The ‘Dumb’ RAG Model When you ask a question like, “what is the capital of France?” The RAG ‘dumb’ model embeds the query and searches in some unopinonated search endpoint. Limited to a single method API like search(query: str) -> List[str]. This is fine for simple queries, since you’d expect words like ‘paris is the capital of france’ to be in the top results of say, your wikipedia embeddings.
Why is this a problem? Query-Document Mismatch: This model assumes that query embedding and the content embedding are similar in the embedding space, which is not always true based on the text you’re trying to search over. Only using queries that are semantically similar to the content is a huge limitation!

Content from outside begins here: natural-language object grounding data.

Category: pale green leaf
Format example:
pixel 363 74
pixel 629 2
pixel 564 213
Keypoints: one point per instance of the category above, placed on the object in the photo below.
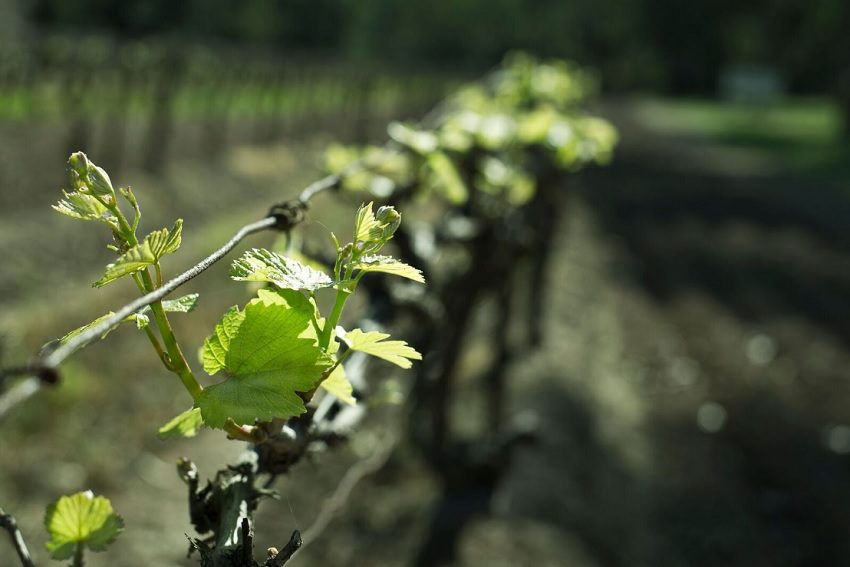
pixel 337 384
pixel 375 343
pixel 136 258
pixel 166 241
pixel 389 265
pixel 366 226
pixel 83 206
pixel 269 353
pixel 186 424
pixel 141 320
pixel 217 344
pixel 81 518
pixel 261 265
pixel 148 252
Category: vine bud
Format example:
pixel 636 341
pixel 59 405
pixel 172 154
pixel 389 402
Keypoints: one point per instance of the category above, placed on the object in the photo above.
pixel 345 251
pixel 390 219
pixel 79 163
pixel 99 181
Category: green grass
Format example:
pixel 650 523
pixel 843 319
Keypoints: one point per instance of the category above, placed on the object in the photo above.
pixel 803 134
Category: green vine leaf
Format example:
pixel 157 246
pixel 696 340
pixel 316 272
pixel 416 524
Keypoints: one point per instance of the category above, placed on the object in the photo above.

Monolithic Search Backend: Assumes a single search backend, which is not always the case. You may have multiple search backends, each with their own API, and you want to route the query to vector stores, search clients, sql databases, and more.
Limitation of text search: Restricts complex queries to a single string ({query: str}), sacrificing expressiveness, in using keywords, filters, and other advanced features. For example, what problems did we fix last week that cannot be answered by a simple text search, since documents that contain problem, last week are going to be present at every week.
Limited ability to plan: Assumes that the query is the only input to the search backend, but you may want to use other information to improve the search, like the user’s location, or the time of day using the context to rewrite the query. For example, if you present the language model of more context its able to plan a suite of queries to execute to return the best results.
Now let’s dive into how we can make it smarter with query understanding. This is where things get interesting.
Improving the RAG Model with Query Understanding Shoutouts
Much of this work has been inspired by / done in collab with a few of my clients at new.computer, Metaphor Systems, and Naro, go check them out!
Ultimately what you want to deploy is a system that understands how to take the query and rewrite it to improve precision and recall.
RAG Query Understanding system routes to multiple search backends. Not convinced? Let’s move from theory to practice with a real-world example. First up, Metaphor Systems.
Whats instructor? Instructor uses Pydantic to simplify the interaction between the programmer and language models via the function calling api..
Widespread Adoption: Pydantic is a popular tool among Python developers. Simplicity: Pydantic allows model definition in Python. Framework Compatibility: Many Python frameworks already use Pydantic. Case Study 1: Metaphor Systems Take Metaphor Systems, which turns natural language queries into their custom search-optimized query. If you take a look web ui you’ll notice that they have an auto-prompt option, which uses function calls to furthur optimize your query using an language model, and turn it into a fully specified metaphor systems query.